Geography
- Location: Franklin, Virginia, Virginia, United States
- Coordinates: 36°41′35″N 76°56′15″W﻿ / ﻿36.6930°N 76.9375°W

Organization
- Religious affiliation: Catholic
- Network: Bon Secours Mercy Health

Services
- Emergency department: Yes
- Beds: 219

Helipads
- Helipad: yes, 9VA9

History
- Opened: 1963

Links
- Website: www.bonsecours.com/locations/hospitals-medical-centers/hampton-roads/southampton-memorial-hospital
- Lists: Hospitals in Virginia

= Bon Secours Southampton Medical Center =

Bon Secours Southampton Medical Center is a 219-bed, short-term acute care, non-profit hospital in Franklin, Virginia.

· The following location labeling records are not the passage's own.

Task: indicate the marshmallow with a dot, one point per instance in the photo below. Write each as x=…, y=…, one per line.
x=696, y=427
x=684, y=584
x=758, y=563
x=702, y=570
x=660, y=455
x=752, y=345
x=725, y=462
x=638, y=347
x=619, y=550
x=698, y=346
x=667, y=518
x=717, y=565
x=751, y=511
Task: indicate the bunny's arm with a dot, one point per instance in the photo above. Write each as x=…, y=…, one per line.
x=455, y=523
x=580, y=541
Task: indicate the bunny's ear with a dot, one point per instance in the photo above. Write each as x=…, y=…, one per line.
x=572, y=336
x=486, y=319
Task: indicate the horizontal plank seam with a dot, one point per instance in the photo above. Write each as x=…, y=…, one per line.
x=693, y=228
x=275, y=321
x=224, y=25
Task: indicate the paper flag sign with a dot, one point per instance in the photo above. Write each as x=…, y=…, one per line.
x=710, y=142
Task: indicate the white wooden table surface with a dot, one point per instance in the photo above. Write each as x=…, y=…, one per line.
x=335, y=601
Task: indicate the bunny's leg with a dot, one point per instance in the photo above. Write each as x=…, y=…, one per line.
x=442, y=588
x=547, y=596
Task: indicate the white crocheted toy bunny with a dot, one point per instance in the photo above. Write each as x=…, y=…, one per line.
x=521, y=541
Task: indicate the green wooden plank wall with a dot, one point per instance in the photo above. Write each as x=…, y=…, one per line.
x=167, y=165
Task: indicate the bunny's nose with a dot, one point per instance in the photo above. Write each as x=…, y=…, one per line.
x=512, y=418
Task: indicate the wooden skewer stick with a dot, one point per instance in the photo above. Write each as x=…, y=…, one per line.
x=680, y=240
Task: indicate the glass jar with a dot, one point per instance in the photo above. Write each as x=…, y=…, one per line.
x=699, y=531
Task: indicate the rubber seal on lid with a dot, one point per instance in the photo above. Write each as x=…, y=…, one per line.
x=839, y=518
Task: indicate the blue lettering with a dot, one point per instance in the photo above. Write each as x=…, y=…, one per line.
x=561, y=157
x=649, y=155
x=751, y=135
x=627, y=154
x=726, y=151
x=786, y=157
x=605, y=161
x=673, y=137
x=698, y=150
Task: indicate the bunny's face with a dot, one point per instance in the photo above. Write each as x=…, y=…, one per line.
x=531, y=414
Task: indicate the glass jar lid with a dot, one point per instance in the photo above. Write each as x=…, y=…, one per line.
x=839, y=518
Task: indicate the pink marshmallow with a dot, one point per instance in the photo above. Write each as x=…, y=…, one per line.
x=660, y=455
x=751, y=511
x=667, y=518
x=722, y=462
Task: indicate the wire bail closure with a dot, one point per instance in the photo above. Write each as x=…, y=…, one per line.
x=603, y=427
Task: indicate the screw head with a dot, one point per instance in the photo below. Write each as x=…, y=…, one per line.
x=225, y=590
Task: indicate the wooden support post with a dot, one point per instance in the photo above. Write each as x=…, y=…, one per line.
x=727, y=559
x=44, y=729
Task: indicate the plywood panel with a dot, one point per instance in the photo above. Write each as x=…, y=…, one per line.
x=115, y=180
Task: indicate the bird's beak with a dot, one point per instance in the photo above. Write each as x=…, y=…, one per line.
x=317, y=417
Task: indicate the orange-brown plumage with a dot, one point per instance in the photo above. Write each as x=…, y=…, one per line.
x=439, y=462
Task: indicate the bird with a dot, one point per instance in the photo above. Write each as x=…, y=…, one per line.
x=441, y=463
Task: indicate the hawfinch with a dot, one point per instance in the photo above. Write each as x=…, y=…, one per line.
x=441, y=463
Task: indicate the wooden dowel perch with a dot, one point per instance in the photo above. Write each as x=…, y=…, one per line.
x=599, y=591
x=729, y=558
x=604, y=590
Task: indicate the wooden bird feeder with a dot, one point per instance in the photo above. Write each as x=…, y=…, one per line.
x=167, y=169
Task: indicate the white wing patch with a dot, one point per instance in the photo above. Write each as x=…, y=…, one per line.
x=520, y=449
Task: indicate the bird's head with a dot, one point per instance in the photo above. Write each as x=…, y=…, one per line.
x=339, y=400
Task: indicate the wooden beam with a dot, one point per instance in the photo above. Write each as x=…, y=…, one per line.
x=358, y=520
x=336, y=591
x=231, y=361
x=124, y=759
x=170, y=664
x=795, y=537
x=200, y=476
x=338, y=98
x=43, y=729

It is owned and operated by Bon Secours, part of Bon Secours Mercy Health.

== History ==
Bon Secours Southampton Medical Center can trace its history to the 1950's when community leaders determined that Raiford Hospital couldn't keep up with the region's growth and began generating support and planning for a new hospital.

In 1963, Southampton Memorial Hospital opened with 221 beds. Bon Secours acquired the hospital in 2019 and changed the name shortly after.

== Facilities ==
Bon Secours Richmond Community Hospital has 219 beds. Clinical services include Orthopedics, Radiology, Hemodialysis, Surgery, Wound Care, an ICU and Emergency Department.